Part of this is learning to ask better questions rather than just accumulating more answers.
For example, when in learning about AI agents, I don't need to memorize every API endpoint or configuration option. But I do need to understand the core principles: how agents make decisions, when they fail, and what types of problems they're actually good at solving. The details I can always look up, but the judgment I had to develop through practice.
Keep Putting the Effort In!
Here's the key: if the learning or studying you're doing is low effort or surface level, it's not really learning.
If it's just skimming what ChatGPT outputs, that's not learning.
You have to take notes, sometimes by hand. You have to review those notes, keep going back to the material.
Learning takes concerted practice—like studying engineering. You can't just read the formulas and attend lectures; you need time to problem solve, make mistakes and repeat concepts to yourself.
The AI age hasn't eliminated the need for deep learning. If anything, it's made the ability to learn deeply and think critically more valuable than ever. We just need to be smarter about how we do it.
Creating Your Own Learning Conditions
To wrap up, let’s go back to Seth Godin's insight: learning is about creating the right conditions for people to teach themselves.

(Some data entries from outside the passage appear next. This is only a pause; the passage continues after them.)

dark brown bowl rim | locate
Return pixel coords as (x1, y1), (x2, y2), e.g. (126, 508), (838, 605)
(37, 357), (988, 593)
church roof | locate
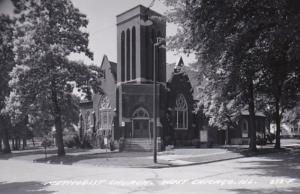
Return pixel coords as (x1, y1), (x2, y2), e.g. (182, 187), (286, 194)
(109, 61), (117, 81)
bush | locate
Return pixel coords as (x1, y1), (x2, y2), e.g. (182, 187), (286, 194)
(64, 135), (80, 148)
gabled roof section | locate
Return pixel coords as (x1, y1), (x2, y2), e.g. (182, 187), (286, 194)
(109, 61), (117, 81)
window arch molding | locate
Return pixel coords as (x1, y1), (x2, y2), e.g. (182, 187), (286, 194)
(98, 95), (113, 130)
(132, 107), (150, 119)
(175, 94), (188, 130)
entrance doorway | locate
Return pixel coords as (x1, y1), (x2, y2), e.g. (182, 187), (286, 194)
(132, 107), (151, 138)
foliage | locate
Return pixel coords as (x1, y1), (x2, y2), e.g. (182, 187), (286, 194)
(6, 0), (101, 155)
(165, 0), (300, 149)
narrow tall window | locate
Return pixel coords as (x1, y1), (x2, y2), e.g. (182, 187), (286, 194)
(126, 29), (130, 80)
(121, 31), (125, 82)
(155, 31), (162, 81)
(132, 27), (136, 79)
(149, 29), (157, 80)
(145, 27), (152, 79)
(175, 94), (188, 129)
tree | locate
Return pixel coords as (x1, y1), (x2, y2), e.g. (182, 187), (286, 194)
(0, 15), (14, 153)
(6, 0), (101, 156)
(253, 0), (300, 149)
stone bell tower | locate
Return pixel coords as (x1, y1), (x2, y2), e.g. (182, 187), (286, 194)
(116, 5), (166, 142)
(117, 5), (166, 82)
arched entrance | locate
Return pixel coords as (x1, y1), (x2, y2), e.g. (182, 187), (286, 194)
(132, 107), (151, 138)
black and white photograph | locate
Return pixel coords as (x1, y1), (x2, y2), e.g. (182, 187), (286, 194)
(0, 0), (300, 194)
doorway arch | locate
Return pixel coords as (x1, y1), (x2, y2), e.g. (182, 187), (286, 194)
(131, 107), (151, 138)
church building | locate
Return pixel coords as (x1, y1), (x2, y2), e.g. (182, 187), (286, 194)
(79, 5), (266, 151)
(80, 5), (198, 150)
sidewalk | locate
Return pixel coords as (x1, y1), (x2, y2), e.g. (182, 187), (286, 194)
(0, 143), (300, 168)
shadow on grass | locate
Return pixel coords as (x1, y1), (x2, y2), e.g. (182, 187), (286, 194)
(0, 148), (89, 160)
(0, 182), (54, 194)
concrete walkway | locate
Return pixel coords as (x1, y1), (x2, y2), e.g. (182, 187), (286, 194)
(0, 140), (300, 168)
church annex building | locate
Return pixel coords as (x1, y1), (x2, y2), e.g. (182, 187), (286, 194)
(80, 5), (266, 150)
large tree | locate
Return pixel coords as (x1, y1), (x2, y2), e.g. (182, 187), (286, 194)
(0, 15), (14, 153)
(6, 0), (101, 155)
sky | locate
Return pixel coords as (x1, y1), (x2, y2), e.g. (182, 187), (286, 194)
(0, 0), (195, 65)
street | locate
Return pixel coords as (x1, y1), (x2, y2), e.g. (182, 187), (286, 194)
(0, 143), (300, 194)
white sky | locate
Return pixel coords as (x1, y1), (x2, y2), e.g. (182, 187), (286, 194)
(0, 0), (194, 65)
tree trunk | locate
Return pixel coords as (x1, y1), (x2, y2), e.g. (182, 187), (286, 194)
(0, 118), (11, 153)
(23, 137), (27, 150)
(275, 99), (281, 149)
(248, 80), (257, 152)
(52, 85), (66, 156)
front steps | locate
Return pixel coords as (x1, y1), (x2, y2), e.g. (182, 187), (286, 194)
(124, 137), (161, 152)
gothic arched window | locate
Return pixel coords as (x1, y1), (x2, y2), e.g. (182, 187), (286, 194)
(132, 107), (149, 118)
(121, 31), (125, 82)
(242, 119), (248, 137)
(175, 94), (188, 129)
(131, 27), (136, 79)
(126, 29), (131, 80)
(98, 95), (113, 130)
(85, 111), (91, 130)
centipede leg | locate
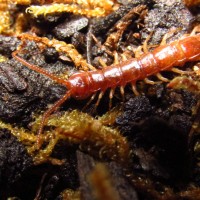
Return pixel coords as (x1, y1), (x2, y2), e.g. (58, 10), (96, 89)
(171, 67), (192, 75)
(156, 73), (170, 83)
(144, 78), (156, 85)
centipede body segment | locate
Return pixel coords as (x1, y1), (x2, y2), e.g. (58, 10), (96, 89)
(13, 28), (200, 146)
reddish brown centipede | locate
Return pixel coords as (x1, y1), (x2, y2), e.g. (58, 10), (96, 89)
(12, 27), (200, 146)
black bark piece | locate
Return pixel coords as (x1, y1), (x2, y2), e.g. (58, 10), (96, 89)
(0, 35), (20, 57)
(141, 1), (196, 44)
(0, 129), (33, 199)
(93, 0), (154, 35)
(52, 16), (88, 40)
(77, 151), (138, 200)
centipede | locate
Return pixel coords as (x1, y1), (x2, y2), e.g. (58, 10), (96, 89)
(12, 26), (200, 145)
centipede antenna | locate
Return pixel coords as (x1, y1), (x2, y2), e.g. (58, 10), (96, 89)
(83, 93), (97, 110)
(190, 25), (200, 36)
(98, 58), (107, 68)
(144, 78), (156, 85)
(109, 88), (115, 110)
(37, 91), (71, 149)
(119, 86), (124, 101)
(170, 67), (192, 75)
(12, 51), (65, 85)
(114, 51), (119, 65)
(131, 83), (140, 96)
(142, 31), (154, 53)
(160, 28), (182, 46)
(156, 73), (170, 83)
(95, 91), (104, 108)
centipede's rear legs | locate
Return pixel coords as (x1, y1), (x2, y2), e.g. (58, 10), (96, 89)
(12, 50), (71, 149)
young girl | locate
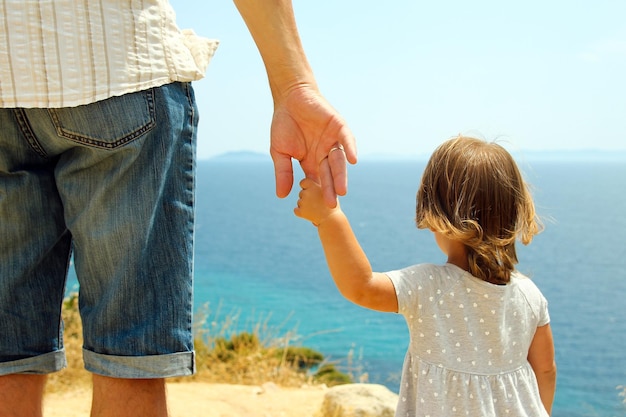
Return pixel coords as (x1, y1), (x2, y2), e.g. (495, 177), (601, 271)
(294, 136), (556, 417)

In the AI age, this means being intentional about the environment we create for our own learning. It means understanding why we're learning something before we dive in, using AI as a tool rather than a crutch, and putting in the real effort that deep understanding requires.
The fundamentals of learning haven't changed, but the context has completely shifted. We still need curiosity, effort, and practice. What's changed is that we now have an incredibly powerful research assistant that can help us get to the good stuff faster.
Whether I'm helping teams adopt new collaboration tools or executives understand AI strategy, the principle remains the same: you can't shortcut the learning process. You can make it more efficient, more targeted, and more practical—but you still have to put in the work.